Open-air venue in Winchester, Nevada, United States

The Las Vegas Festival Grounds is an open-air venue on the Las Vegas Strip in Winchester, Nevada, United States. It was developed by MGM Resorts International and hosted its first event on May 8, 2015. It is 37 acre and has a capacity of 85,000 people. It is located at the north end of the Strip, north of Circus Circus Las Vegas. In 2019, MGM sold the venue to Phil Ruffin.

==History==
From 1941 to the 1970s, the El Rancho Vegas occupied most of the land. In 2007, MGM Mirage (later MGM Resorts International) purchased the 26 acre El Rancho site from Gordon Gaming for $444 million. MGM purchased other nearby acreage as well.

In 2014, MGM announced plans to develop the site as an outdoor music venue in partnership with Cirque du Soleil and Ron Burkle's Yucaipa Companies. The project was primarily designed to serve as the site of Rock in Rio USA, a new biennial music festival. The venue was initially referred to as the City of Rock, named after its equivalent in Rio de Janeiro, the site of the original Brazilian version of the Rock in Rio festival. The name was soon changed to the MGM Resorts Festival Grounds. MGM hoped to position the grounds as a site for festivals, concerts, and sporting events (such as boxing, mixed martial arts, and soccer) as a complement to its other venues in the area.

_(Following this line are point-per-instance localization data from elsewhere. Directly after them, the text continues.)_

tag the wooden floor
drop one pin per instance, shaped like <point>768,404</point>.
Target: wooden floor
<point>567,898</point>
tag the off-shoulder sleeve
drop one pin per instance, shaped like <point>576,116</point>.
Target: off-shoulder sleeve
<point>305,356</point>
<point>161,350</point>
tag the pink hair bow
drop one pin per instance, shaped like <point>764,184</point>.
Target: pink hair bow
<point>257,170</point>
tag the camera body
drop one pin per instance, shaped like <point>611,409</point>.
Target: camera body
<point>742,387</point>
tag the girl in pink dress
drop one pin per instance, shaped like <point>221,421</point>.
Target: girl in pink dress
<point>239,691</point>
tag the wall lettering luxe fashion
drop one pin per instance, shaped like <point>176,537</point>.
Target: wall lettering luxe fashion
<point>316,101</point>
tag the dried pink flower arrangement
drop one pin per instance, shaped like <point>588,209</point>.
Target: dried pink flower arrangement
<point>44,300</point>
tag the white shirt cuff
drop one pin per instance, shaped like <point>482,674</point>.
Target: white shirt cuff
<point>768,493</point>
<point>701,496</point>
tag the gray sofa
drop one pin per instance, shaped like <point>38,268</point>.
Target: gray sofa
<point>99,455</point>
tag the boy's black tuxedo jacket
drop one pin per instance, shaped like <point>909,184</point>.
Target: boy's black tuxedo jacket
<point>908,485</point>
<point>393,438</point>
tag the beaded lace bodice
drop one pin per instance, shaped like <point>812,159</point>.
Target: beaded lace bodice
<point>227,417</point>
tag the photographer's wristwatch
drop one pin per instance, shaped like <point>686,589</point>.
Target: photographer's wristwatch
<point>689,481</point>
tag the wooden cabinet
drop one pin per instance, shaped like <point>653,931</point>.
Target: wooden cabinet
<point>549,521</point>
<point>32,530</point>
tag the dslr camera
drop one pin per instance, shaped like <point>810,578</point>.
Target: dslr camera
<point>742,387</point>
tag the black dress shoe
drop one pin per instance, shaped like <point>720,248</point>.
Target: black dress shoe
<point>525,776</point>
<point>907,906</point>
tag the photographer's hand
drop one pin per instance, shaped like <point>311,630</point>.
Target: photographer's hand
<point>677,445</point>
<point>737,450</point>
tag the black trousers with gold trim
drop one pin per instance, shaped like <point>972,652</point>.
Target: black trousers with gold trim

The festival grounds made its debut on May 8, 2015, with the Rock in Rio USA festival. Development costs for the site totaled $20 million. The Festival Grounds cover 37 acre, and the site has capacity for up to 85,000 people.

In October 2015, the MGM Resorts branding was dropped and the site was renamed to simply Las Vegas Festival Grounds. The renaming was part of an effort to downplay MGM's role in the venue to improve its marketability for third-party events and to brand the site as being part of Las Vegas's "community".

MGM sold the property to Phil Ruffin, along with the neighboring Circus Circus hotel and casino, in 2019.

==Events==
The Rock in Rio USA music festival was held at the venue in May 2015, headlined by No Doubt, Metallica, Taylor Swift, and Bruno Mars. The festival was intended to be held biennially, but after disappointing ticket sales, plans for future editions of the event were quietly shelved.

In April 2016, the Las Vegas Festival Grounds hosted the ACM Party For a Cause Festival on the weekend preceding the Academy of Country Music Awards.

In 2018, the iHeartRadio Music Festival relocated its Daytime Village stage to the Las Vegas Festival Grounds, moving from the Las Vegas Village.

On November 1–3, 2019, the Festival Grounds held a music festival called Day N Vegas, which featured performances from rap and hip-hop artists. Major headliners included J. Cole, Migos, Tyler, The Creator and Kendrick Lamar. The festival was organized by Goldenvoice, known for organizing the Coachella Festival. The following month, it hosted the inaugural Intersect Music Festival, organized and sponsored by Amazon Web Services.

The Festival Grounds hosted the heavy equipment exhibition of the 2020 Conexpo-Con/Agg held at the Las Vegas Convention Center, due to the construction of expansions to the facility.

On October 22–23 and 29, 2022, the When We Were Young festival was scheduled. The opening day was cancelled the day of the event due to high winds. The When We Were Young festival has continued annually in 2023, 2024, and 2025.

The Sick New World Festival featuring rock and metal bands visited the Festival Grounds in 2023, 2024, and 2026. The 2025 edition was cancelled due to "unforeseen circumstances".